Sunday, August 18, 2013

You haven't showered in 5 days??



Nope. In fact, I've barely managed to get from the couch to my bed, and vice versa. I think the only thing I've accomplished in the last few days is watched Despicable Me four times, and gave my puppy, Minnie lots of cuddles. I've pretty much lived off of cupcakes (thanks Lucricia! You can get yours here). But guess what? When living with a chronic illnesseS this is a common thing.
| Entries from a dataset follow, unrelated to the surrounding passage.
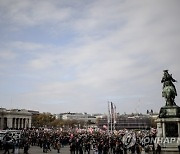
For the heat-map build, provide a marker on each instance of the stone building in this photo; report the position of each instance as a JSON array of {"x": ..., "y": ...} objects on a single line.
[{"x": 14, "y": 119}]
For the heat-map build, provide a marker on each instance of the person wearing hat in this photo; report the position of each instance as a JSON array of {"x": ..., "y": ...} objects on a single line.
[{"x": 168, "y": 80}]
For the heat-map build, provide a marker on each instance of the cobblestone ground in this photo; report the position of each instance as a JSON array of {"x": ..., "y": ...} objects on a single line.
[{"x": 65, "y": 150}]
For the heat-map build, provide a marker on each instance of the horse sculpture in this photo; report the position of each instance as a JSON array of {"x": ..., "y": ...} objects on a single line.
[{"x": 169, "y": 94}]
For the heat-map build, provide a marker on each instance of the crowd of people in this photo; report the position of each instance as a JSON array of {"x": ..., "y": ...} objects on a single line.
[{"x": 80, "y": 141}]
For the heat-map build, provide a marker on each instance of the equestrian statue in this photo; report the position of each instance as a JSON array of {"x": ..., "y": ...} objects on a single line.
[{"x": 169, "y": 90}]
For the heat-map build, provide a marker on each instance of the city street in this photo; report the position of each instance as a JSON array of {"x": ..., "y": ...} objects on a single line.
[{"x": 65, "y": 150}]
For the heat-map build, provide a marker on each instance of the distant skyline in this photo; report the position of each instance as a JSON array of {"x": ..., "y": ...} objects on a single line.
[{"x": 75, "y": 56}]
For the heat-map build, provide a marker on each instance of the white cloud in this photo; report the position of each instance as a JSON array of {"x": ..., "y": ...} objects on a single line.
[{"x": 116, "y": 50}]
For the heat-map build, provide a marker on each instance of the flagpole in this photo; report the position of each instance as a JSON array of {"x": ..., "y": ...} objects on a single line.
[
  {"x": 108, "y": 117},
  {"x": 111, "y": 117}
]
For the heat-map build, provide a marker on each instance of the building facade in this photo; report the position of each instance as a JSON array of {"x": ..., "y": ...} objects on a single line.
[
  {"x": 127, "y": 122},
  {"x": 15, "y": 119},
  {"x": 77, "y": 116}
]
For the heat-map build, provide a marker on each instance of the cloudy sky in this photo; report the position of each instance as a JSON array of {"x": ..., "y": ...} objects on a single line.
[{"x": 76, "y": 55}]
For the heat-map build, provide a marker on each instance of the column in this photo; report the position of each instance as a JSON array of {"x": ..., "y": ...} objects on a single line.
[
  {"x": 17, "y": 123},
  {"x": 14, "y": 123},
  {"x": 178, "y": 128},
  {"x": 164, "y": 129},
  {"x": 24, "y": 123},
  {"x": 9, "y": 122},
  {"x": 20, "y": 123},
  {"x": 30, "y": 123}
]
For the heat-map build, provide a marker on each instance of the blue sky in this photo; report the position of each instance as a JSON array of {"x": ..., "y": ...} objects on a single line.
[{"x": 60, "y": 56}]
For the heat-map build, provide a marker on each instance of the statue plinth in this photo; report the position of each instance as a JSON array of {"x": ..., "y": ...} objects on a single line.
[{"x": 169, "y": 112}]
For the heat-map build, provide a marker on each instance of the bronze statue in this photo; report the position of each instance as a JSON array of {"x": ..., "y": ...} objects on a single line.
[{"x": 169, "y": 89}]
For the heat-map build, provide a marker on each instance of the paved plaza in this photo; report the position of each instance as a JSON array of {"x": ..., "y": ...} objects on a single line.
[{"x": 65, "y": 150}]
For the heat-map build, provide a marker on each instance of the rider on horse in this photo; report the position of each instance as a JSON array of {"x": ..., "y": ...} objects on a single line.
[{"x": 168, "y": 80}]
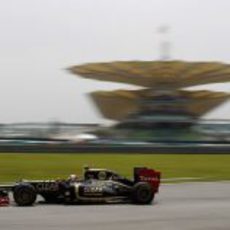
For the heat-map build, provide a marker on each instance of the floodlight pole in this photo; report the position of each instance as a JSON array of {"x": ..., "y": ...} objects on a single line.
[{"x": 165, "y": 44}]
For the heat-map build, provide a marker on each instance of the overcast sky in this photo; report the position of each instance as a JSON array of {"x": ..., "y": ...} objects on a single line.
[{"x": 40, "y": 38}]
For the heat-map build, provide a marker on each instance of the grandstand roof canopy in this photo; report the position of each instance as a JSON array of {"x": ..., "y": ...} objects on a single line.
[
  {"x": 119, "y": 104},
  {"x": 156, "y": 74}
]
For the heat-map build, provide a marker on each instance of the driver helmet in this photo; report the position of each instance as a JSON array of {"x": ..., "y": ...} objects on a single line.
[{"x": 72, "y": 178}]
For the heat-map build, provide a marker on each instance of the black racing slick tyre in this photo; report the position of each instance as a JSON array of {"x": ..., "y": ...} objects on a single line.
[
  {"x": 142, "y": 193},
  {"x": 24, "y": 194}
]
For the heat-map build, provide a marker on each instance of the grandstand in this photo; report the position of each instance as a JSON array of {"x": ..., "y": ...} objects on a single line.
[{"x": 163, "y": 107}]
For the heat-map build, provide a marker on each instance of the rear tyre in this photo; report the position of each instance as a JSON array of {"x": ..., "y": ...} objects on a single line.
[
  {"x": 24, "y": 194},
  {"x": 142, "y": 193}
]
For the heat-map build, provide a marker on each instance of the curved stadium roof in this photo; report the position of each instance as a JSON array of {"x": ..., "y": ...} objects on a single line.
[
  {"x": 156, "y": 74},
  {"x": 126, "y": 102}
]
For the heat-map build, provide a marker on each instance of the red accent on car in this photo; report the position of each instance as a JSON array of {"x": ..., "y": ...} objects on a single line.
[{"x": 148, "y": 175}]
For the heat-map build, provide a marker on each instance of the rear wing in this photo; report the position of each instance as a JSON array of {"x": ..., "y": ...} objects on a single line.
[
  {"x": 6, "y": 187},
  {"x": 143, "y": 174}
]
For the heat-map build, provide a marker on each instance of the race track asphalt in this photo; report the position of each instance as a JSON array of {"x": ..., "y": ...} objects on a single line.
[{"x": 186, "y": 206}]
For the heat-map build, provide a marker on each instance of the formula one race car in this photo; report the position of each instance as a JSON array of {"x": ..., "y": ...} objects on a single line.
[{"x": 96, "y": 186}]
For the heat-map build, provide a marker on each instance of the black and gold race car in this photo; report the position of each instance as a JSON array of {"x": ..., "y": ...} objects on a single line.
[{"x": 96, "y": 186}]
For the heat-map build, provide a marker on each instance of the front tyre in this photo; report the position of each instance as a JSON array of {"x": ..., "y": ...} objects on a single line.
[
  {"x": 142, "y": 193},
  {"x": 24, "y": 194}
]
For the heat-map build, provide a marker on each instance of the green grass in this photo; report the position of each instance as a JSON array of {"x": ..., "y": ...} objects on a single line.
[{"x": 38, "y": 166}]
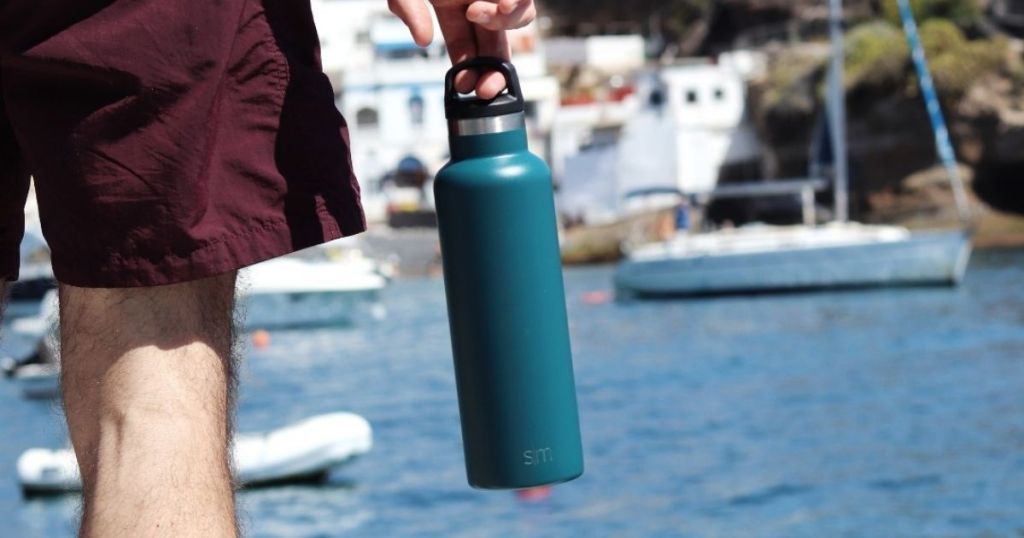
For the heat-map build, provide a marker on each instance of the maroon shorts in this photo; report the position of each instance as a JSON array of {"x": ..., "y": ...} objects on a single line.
[{"x": 169, "y": 139}]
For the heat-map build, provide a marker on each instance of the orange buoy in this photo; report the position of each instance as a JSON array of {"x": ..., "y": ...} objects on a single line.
[{"x": 534, "y": 494}]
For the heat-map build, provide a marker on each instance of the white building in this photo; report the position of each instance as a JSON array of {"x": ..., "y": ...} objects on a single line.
[
  {"x": 392, "y": 94},
  {"x": 606, "y": 54}
]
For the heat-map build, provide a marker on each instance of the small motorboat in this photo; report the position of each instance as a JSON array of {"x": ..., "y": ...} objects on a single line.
[{"x": 306, "y": 451}]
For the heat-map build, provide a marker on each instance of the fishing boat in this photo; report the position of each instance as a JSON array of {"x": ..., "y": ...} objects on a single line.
[
  {"x": 839, "y": 254},
  {"x": 306, "y": 451}
]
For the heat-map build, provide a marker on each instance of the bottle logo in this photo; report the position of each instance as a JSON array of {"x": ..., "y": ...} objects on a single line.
[{"x": 538, "y": 456}]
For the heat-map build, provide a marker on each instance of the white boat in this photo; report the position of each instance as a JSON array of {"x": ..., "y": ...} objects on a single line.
[
  {"x": 302, "y": 452},
  {"x": 38, "y": 381},
  {"x": 791, "y": 258},
  {"x": 292, "y": 292},
  {"x": 841, "y": 254}
]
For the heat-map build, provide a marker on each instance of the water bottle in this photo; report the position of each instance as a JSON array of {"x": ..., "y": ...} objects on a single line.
[{"x": 496, "y": 216}]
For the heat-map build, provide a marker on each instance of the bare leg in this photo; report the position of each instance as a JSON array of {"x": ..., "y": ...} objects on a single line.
[{"x": 147, "y": 387}]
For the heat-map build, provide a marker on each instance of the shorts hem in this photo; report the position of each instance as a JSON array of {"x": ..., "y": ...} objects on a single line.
[{"x": 238, "y": 251}]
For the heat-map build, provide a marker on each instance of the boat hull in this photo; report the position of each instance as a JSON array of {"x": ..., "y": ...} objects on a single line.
[{"x": 921, "y": 259}]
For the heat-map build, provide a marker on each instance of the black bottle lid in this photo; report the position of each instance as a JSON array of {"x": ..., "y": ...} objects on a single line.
[{"x": 458, "y": 107}]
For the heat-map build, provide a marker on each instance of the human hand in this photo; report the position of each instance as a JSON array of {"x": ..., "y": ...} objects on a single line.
[{"x": 471, "y": 28}]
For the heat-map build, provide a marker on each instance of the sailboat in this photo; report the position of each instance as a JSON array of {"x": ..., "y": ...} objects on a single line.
[{"x": 838, "y": 254}]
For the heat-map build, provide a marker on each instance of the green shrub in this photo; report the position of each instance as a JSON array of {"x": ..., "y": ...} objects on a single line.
[
  {"x": 962, "y": 12},
  {"x": 956, "y": 63}
]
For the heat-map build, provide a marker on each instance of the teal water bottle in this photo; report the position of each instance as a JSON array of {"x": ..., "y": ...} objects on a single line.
[{"x": 496, "y": 215}]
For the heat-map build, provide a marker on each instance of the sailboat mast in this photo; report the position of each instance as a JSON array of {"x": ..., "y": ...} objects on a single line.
[
  {"x": 931, "y": 97},
  {"x": 837, "y": 112}
]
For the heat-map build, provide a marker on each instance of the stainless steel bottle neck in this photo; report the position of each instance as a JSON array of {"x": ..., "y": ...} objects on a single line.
[{"x": 492, "y": 125}]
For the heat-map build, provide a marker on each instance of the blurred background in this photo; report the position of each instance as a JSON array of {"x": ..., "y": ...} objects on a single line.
[{"x": 794, "y": 239}]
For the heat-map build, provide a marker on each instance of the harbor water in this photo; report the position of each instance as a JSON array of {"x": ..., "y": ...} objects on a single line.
[{"x": 890, "y": 413}]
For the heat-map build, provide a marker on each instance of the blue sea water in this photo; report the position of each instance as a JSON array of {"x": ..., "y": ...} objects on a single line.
[{"x": 882, "y": 413}]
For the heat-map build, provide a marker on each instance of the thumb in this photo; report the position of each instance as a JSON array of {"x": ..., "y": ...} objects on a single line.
[{"x": 416, "y": 15}]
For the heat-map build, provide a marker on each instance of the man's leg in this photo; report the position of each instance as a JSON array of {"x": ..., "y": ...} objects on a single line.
[{"x": 147, "y": 387}]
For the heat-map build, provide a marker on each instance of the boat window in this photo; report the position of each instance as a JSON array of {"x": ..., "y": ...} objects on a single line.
[
  {"x": 367, "y": 118},
  {"x": 656, "y": 98}
]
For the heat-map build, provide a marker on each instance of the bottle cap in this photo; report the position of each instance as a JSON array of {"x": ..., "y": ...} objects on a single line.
[{"x": 459, "y": 107}]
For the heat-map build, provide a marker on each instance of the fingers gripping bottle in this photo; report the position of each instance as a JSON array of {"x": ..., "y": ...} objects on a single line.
[{"x": 506, "y": 300}]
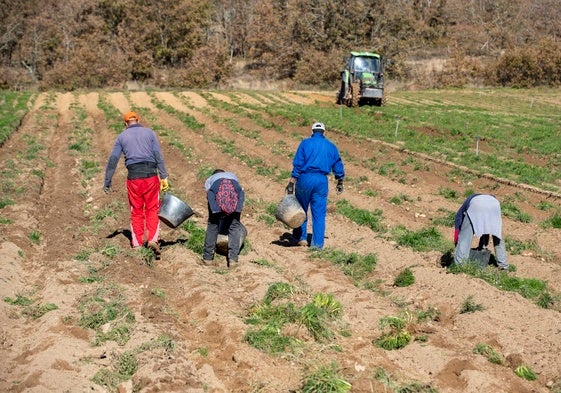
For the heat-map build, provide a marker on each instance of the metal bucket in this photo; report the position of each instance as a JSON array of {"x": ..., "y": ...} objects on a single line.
[
  {"x": 173, "y": 211},
  {"x": 222, "y": 239},
  {"x": 480, "y": 257},
  {"x": 290, "y": 212}
]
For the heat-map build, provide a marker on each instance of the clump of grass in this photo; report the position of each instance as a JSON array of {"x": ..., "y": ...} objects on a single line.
[
  {"x": 469, "y": 306},
  {"x": 30, "y": 310},
  {"x": 35, "y": 237},
  {"x": 427, "y": 239},
  {"x": 489, "y": 352},
  {"x": 279, "y": 290},
  {"x": 352, "y": 264},
  {"x": 398, "y": 331},
  {"x": 400, "y": 198},
  {"x": 196, "y": 239},
  {"x": 447, "y": 218},
  {"x": 530, "y": 288},
  {"x": 405, "y": 278},
  {"x": 371, "y": 219},
  {"x": 325, "y": 378},
  {"x": 123, "y": 369},
  {"x": 19, "y": 300},
  {"x": 38, "y": 310},
  {"x": 509, "y": 209},
  {"x": 526, "y": 372},
  {"x": 276, "y": 312},
  {"x": 5, "y": 221},
  {"x": 516, "y": 247},
  {"x": 552, "y": 222},
  {"x": 395, "y": 335},
  {"x": 415, "y": 387},
  {"x": 447, "y": 193},
  {"x": 105, "y": 305},
  {"x": 5, "y": 202},
  {"x": 159, "y": 293}
]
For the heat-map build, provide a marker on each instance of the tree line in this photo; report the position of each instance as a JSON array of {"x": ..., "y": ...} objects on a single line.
[{"x": 75, "y": 44}]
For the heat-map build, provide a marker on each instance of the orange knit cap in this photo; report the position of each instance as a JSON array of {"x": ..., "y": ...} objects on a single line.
[{"x": 131, "y": 116}]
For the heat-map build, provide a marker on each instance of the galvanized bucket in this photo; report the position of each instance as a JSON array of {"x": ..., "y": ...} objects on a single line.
[
  {"x": 290, "y": 212},
  {"x": 481, "y": 257},
  {"x": 173, "y": 211}
]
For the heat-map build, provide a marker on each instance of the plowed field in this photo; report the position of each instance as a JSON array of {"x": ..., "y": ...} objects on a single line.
[{"x": 64, "y": 229}]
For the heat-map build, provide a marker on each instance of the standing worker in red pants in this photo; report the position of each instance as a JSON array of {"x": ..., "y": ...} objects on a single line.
[{"x": 146, "y": 177}]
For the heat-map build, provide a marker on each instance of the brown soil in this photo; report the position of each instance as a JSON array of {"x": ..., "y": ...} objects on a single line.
[{"x": 204, "y": 308}]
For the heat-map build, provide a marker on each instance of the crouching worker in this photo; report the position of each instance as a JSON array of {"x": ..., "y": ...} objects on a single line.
[
  {"x": 225, "y": 199},
  {"x": 479, "y": 215}
]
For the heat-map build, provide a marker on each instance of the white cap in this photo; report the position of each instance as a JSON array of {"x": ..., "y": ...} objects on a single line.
[{"x": 318, "y": 127}]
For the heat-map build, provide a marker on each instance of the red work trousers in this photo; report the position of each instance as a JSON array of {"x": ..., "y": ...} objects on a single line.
[{"x": 144, "y": 202}]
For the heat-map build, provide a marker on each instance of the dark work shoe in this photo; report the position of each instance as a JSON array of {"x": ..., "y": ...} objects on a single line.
[
  {"x": 205, "y": 262},
  {"x": 155, "y": 247},
  {"x": 232, "y": 263}
]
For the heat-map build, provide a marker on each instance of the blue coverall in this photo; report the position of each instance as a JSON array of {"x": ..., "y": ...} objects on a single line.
[{"x": 315, "y": 158}]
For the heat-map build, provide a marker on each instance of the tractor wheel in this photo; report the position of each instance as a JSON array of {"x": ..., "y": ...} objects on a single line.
[
  {"x": 355, "y": 91},
  {"x": 342, "y": 93}
]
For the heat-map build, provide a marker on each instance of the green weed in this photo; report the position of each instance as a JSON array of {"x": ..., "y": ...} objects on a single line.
[
  {"x": 395, "y": 335},
  {"x": 489, "y": 352},
  {"x": 529, "y": 288},
  {"x": 159, "y": 293},
  {"x": 509, "y": 209},
  {"x": 448, "y": 193},
  {"x": 427, "y": 239},
  {"x": 352, "y": 264},
  {"x": 38, "y": 310},
  {"x": 19, "y": 300},
  {"x": 516, "y": 247},
  {"x": 400, "y": 198},
  {"x": 469, "y": 306},
  {"x": 526, "y": 373},
  {"x": 552, "y": 222},
  {"x": 5, "y": 202},
  {"x": 371, "y": 219},
  {"x": 447, "y": 218},
  {"x": 405, "y": 278},
  {"x": 325, "y": 378},
  {"x": 35, "y": 237},
  {"x": 415, "y": 387},
  {"x": 270, "y": 316},
  {"x": 196, "y": 239},
  {"x": 123, "y": 369},
  {"x": 5, "y": 221},
  {"x": 105, "y": 305}
]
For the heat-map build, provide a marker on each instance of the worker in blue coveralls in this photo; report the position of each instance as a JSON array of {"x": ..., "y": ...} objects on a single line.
[
  {"x": 315, "y": 158},
  {"x": 479, "y": 215}
]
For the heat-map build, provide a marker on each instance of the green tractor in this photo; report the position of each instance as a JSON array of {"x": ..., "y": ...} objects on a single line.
[{"x": 362, "y": 80}]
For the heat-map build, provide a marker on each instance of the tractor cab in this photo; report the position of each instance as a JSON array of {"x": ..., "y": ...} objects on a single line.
[{"x": 362, "y": 80}]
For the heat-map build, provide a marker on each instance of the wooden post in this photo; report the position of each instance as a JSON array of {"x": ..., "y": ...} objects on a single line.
[{"x": 477, "y": 145}]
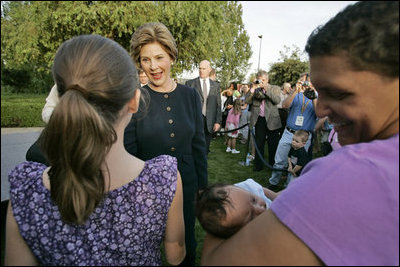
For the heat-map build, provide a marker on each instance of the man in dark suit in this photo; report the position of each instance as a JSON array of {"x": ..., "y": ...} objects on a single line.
[
  {"x": 264, "y": 99},
  {"x": 209, "y": 91}
]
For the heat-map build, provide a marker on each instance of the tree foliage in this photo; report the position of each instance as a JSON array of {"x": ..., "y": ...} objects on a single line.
[
  {"x": 31, "y": 31},
  {"x": 289, "y": 68}
]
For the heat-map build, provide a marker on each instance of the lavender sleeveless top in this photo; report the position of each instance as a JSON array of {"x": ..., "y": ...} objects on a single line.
[{"x": 127, "y": 228}]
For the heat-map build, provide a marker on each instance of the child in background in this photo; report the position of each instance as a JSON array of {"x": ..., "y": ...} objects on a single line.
[
  {"x": 223, "y": 209},
  {"x": 232, "y": 122},
  {"x": 298, "y": 156}
]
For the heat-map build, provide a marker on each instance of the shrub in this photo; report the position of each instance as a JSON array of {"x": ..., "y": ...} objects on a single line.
[{"x": 22, "y": 110}]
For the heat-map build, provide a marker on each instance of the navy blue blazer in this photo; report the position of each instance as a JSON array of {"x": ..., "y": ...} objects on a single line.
[{"x": 173, "y": 125}]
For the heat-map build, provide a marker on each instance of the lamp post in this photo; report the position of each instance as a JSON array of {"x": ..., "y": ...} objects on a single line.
[{"x": 259, "y": 53}]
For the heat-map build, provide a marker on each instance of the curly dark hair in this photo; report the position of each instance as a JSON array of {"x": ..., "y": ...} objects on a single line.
[
  {"x": 210, "y": 210},
  {"x": 367, "y": 33}
]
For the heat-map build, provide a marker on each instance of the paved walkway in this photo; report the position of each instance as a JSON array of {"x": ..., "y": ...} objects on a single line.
[{"x": 14, "y": 144}]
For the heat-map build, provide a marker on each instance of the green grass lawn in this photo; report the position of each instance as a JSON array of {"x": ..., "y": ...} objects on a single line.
[
  {"x": 24, "y": 110},
  {"x": 225, "y": 168}
]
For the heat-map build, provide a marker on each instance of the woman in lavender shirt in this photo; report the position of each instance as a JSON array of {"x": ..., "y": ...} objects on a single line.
[{"x": 345, "y": 208}]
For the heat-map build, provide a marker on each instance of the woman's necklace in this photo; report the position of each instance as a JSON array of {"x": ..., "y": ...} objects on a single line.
[{"x": 173, "y": 86}]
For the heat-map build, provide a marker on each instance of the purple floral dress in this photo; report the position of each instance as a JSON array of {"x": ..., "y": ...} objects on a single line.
[{"x": 127, "y": 228}]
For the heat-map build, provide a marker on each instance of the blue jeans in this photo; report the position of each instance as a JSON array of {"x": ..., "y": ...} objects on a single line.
[{"x": 281, "y": 156}]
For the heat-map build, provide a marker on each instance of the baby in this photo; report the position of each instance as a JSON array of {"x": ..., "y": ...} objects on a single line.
[{"x": 223, "y": 209}]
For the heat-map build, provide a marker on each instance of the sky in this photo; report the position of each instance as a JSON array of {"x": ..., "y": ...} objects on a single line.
[{"x": 281, "y": 23}]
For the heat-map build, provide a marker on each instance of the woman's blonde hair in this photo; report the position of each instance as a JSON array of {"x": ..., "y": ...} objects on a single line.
[
  {"x": 95, "y": 78},
  {"x": 151, "y": 33}
]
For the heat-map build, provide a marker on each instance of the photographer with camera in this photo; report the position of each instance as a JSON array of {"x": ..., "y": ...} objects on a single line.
[
  {"x": 264, "y": 99},
  {"x": 301, "y": 103}
]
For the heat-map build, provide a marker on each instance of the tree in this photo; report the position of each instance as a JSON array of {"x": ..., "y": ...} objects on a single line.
[
  {"x": 289, "y": 68},
  {"x": 31, "y": 31}
]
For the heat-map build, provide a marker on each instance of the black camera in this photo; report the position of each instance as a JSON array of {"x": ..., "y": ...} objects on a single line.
[{"x": 310, "y": 94}]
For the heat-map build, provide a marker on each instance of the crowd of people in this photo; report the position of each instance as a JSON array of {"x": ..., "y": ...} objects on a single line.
[{"x": 120, "y": 169}]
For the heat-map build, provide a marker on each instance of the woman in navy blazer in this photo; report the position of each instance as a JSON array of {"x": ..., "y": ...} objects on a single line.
[{"x": 173, "y": 123}]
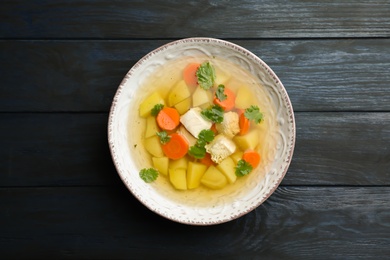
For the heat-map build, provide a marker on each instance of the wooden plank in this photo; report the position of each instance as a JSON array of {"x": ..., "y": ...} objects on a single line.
[
  {"x": 173, "y": 19},
  {"x": 341, "y": 149},
  {"x": 102, "y": 222},
  {"x": 55, "y": 149},
  {"x": 71, "y": 149},
  {"x": 319, "y": 75}
]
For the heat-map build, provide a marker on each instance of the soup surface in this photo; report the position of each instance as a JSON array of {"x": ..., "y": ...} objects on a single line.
[{"x": 161, "y": 81}]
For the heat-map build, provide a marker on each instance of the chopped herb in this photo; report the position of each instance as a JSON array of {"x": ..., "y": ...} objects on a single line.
[
  {"x": 243, "y": 168},
  {"x": 148, "y": 175},
  {"x": 206, "y": 75},
  {"x": 164, "y": 137},
  {"x": 253, "y": 113},
  {"x": 220, "y": 93},
  {"x": 214, "y": 114},
  {"x": 156, "y": 109},
  {"x": 198, "y": 150},
  {"x": 207, "y": 135}
]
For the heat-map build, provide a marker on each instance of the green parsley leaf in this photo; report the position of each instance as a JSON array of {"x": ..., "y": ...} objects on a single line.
[
  {"x": 207, "y": 135},
  {"x": 206, "y": 75},
  {"x": 197, "y": 151},
  {"x": 156, "y": 109},
  {"x": 164, "y": 137},
  {"x": 214, "y": 114},
  {"x": 148, "y": 175},
  {"x": 253, "y": 113},
  {"x": 220, "y": 93},
  {"x": 243, "y": 168}
]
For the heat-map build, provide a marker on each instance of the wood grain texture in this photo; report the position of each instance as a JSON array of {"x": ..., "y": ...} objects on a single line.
[
  {"x": 72, "y": 149},
  {"x": 101, "y": 222},
  {"x": 82, "y": 76},
  {"x": 175, "y": 19}
]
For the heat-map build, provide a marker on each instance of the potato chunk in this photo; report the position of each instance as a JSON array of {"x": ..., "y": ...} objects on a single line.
[
  {"x": 183, "y": 106},
  {"x": 244, "y": 98},
  {"x": 178, "y": 93},
  {"x": 178, "y": 178},
  {"x": 195, "y": 173},
  {"x": 161, "y": 164},
  {"x": 248, "y": 141},
  {"x": 153, "y": 146},
  {"x": 151, "y": 127},
  {"x": 146, "y": 106},
  {"x": 214, "y": 178},
  {"x": 179, "y": 163},
  {"x": 236, "y": 156},
  {"x": 201, "y": 97},
  {"x": 228, "y": 168}
]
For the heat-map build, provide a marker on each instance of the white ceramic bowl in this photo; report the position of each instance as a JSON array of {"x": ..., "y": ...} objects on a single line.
[{"x": 201, "y": 207}]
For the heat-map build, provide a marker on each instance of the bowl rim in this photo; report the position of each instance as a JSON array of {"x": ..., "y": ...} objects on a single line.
[{"x": 271, "y": 73}]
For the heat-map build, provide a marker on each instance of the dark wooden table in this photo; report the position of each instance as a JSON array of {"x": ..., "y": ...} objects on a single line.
[{"x": 61, "y": 63}]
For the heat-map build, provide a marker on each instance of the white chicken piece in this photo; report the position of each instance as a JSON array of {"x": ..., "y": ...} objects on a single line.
[
  {"x": 229, "y": 125},
  {"x": 220, "y": 148},
  {"x": 194, "y": 122},
  {"x": 191, "y": 140}
]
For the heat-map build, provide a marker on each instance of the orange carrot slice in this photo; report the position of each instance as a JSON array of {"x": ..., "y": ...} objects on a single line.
[
  {"x": 207, "y": 160},
  {"x": 189, "y": 74},
  {"x": 176, "y": 147},
  {"x": 244, "y": 124},
  {"x": 228, "y": 103},
  {"x": 252, "y": 157},
  {"x": 168, "y": 118}
]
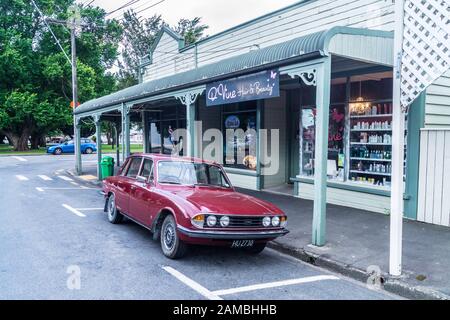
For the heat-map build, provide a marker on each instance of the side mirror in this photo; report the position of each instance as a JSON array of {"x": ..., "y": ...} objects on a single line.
[{"x": 141, "y": 179}]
Sometimes my body gets to that shut-down point and is all like "no, I don't care about what you want, I want need you not to leave the couch." The fact that my body is still trying to recover from bacterial meningitis with a practically non-existent immune system probably doesn't make it any better. I have a week full of appointments and testing, and a very bouncy puppy, so my body better just suck it 54896+-6+-/+* (Apparently Minnie wanted to give a little hello) up and deal with it, because I have an appointment with my hot brain surgeon tomorrow and I'm not missing that. Even though I've slept the majority of the day, this fatigue is hitting me hard and I'm supposed to be at my appointment by 8:00AM - bring on the coffee. It's 7:30PM now, so I'm going to watch Despicable Me for the fifth time (or I'll be a little rebel and watch Tangled) and pray Minnie sleeps through the night. But if she doesn't....who could be mad at this face?